During a crisis such as this one, argues Shannon Henning, Director of Status Reputation Management Consultancy, Africa needs immediate measures and clear direction to keep those uninfected safe. Provide life-saving medical assistance to those have been contaminated by the coronavirus, and ensure the economy of these countries do not crumble under the duress of national shutdowns.
Henning says, while International Women’s Day may be behind us, the symbolism of the day continues to singe a message of inclusion onto our daily lives. Notwithstanding the novelty of COVID-19, Africa would be in a better space to deal with the coronavirus if more women were entrusted with roles of leadership, particularly in government and policymaking duties.
“There is always room for improvement,” says Henning. “What makes this improvement even more possible is the fact that there are already so many examples of extraordinary women across Africa making an indelible difference.”
Here are some of the women, Henning is referring to as leaders in their various fields:
• Sahle-Work Zewde, current president of Ethiopia and the first woman to hold the office in the country. Under Zewde’s administration, Ethiopia will distribute the first batch of 5.4 million face masks, more than 1 million testing kits, 40,000 items of protective clothing and 60,000 sets of face shields, to the rest of the African continent to help combat COVID-19. A donation received from China’s billionaire, Jack Ma.
• Sophia Abdi Noor, Member of National Assembly in Kenya. Noor has oversight over her constituency's budget; oversees the presidency, ministries and country’s parastatals plus its appointments. As a lawmaker and the head of the Constituency Development Fund, she has used her authority to advance the progress of marginalised groups and the betterment of girl-children.
• Aja Fatoumata C.M. Jallow-Tambajang, Gambian politician and activist who served as Vice-President of The Gambia and Minister of Women's Affairs. She had been the chair of The Gambia National Women's Council and an advisor to Dawda Jawara, the first President of The Gambia. Jallow-Tambajang was also one of two female ministers in the cabinet, alongside Susan Waffa-Ogoo.

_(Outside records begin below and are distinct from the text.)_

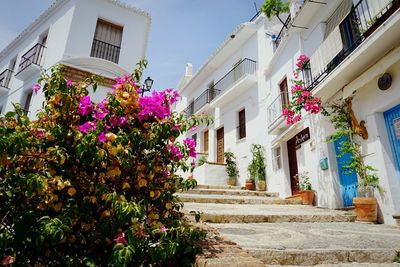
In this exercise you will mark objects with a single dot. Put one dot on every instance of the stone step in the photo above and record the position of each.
(307, 244)
(233, 192)
(256, 213)
(226, 187)
(228, 199)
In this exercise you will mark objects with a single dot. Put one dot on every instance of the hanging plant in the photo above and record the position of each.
(302, 98)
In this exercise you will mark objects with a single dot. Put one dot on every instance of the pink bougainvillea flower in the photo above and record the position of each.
(7, 260)
(88, 126)
(191, 144)
(85, 105)
(163, 229)
(36, 88)
(102, 137)
(120, 238)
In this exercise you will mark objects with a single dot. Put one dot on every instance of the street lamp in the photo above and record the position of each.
(148, 83)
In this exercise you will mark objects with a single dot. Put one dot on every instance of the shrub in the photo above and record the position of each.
(93, 184)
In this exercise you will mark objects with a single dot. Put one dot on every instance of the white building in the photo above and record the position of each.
(352, 43)
(229, 88)
(102, 37)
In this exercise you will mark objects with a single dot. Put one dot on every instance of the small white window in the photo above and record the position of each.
(276, 158)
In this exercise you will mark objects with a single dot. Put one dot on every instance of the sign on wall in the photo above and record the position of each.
(302, 136)
(396, 127)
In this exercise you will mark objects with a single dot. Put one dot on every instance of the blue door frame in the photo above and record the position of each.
(348, 180)
(392, 120)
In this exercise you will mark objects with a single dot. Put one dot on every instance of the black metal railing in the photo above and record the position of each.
(364, 23)
(205, 98)
(5, 78)
(282, 33)
(33, 56)
(105, 51)
(244, 67)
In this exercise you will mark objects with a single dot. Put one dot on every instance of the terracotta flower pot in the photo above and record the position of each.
(261, 185)
(231, 181)
(249, 184)
(366, 209)
(307, 197)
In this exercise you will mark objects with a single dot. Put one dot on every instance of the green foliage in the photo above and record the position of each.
(98, 197)
(304, 181)
(257, 166)
(274, 8)
(231, 165)
(340, 116)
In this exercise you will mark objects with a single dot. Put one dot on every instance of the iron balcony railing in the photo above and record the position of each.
(33, 56)
(205, 98)
(282, 33)
(364, 23)
(244, 67)
(5, 78)
(277, 106)
(105, 51)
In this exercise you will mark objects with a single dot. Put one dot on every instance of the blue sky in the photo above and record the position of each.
(182, 30)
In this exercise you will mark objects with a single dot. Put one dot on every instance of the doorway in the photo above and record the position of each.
(392, 121)
(220, 145)
(293, 170)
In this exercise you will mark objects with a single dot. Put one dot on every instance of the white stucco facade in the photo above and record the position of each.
(339, 65)
(64, 34)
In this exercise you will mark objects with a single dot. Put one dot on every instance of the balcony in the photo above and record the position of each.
(5, 78)
(275, 117)
(363, 21)
(200, 103)
(105, 51)
(31, 62)
(235, 82)
(282, 33)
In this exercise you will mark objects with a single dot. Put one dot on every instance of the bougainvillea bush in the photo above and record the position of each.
(91, 184)
(302, 97)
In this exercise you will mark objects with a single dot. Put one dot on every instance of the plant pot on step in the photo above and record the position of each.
(231, 181)
(249, 184)
(261, 185)
(366, 209)
(307, 197)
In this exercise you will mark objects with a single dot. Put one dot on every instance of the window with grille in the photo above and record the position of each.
(107, 41)
(242, 124)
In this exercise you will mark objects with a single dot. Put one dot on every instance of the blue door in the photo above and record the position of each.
(348, 180)
(392, 120)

• Clare Akamanzi, Rwandan lawyer, public administrator, businesswoman and politician. Akamanzi is also the Chief Executive Officer of the Rwanda Development Board, and also the former Head of Strategy and Policy for the President of Rwanda. Akamanzi’s current portfolio includes the mammoth task of Chairperson, Board of Directors of Aviation, Travel and Logistics holding company that owns Rwandair, Kigali Airport, and Akagera Aviation. She is also the former Chief Operating Officer of Rwanda Development Board. Akamanzi’s leadership in the various roles she’s occupied has made seen those departments grow in both functionality and efficiency.
There are also other women, who despite no longer being part of legislature, who are still finding ways of ensuring more women continue feeding into other roles of leadership.
• Ellen Johnson Sirleaf, former Liberian president and Africa’s first woman president, is launching a new initiative to help African women compete with men in leadership positions called the Amujae Initiative, which means "we are going up" in the Liberian local dialect. Sirleaf is also a Nobel Peace Prize Laureate and has been vocal about using her influence to create more inclusive spaces for women.
According to the World Economic Forum’s (WEF) research, parliamentary institutions – including parliamentary committees and women’s caucuses – play an important role in helping female politicians in Africa to shape development outcomes, with the health sector positively being impacted where women were better represented.
WEF further cites the works of political scientists, such as “quota shocks” – large increases in women’s parliamentary representation after the introduction of a gender quota – tend to be followed by rises in government spending on public health.
“Representation matters, especially in senior management, entrepreneurial spaces, social development and governance levels. Seeing more women in decision-making environments not only emboldens other women on what is possible, but it also becomes a harbinger for the younger generation. More studies continue to verify the positive ratio of having more women in roles of leadership, paving the way for normalising diversity and inclusivity,” concludes Henning.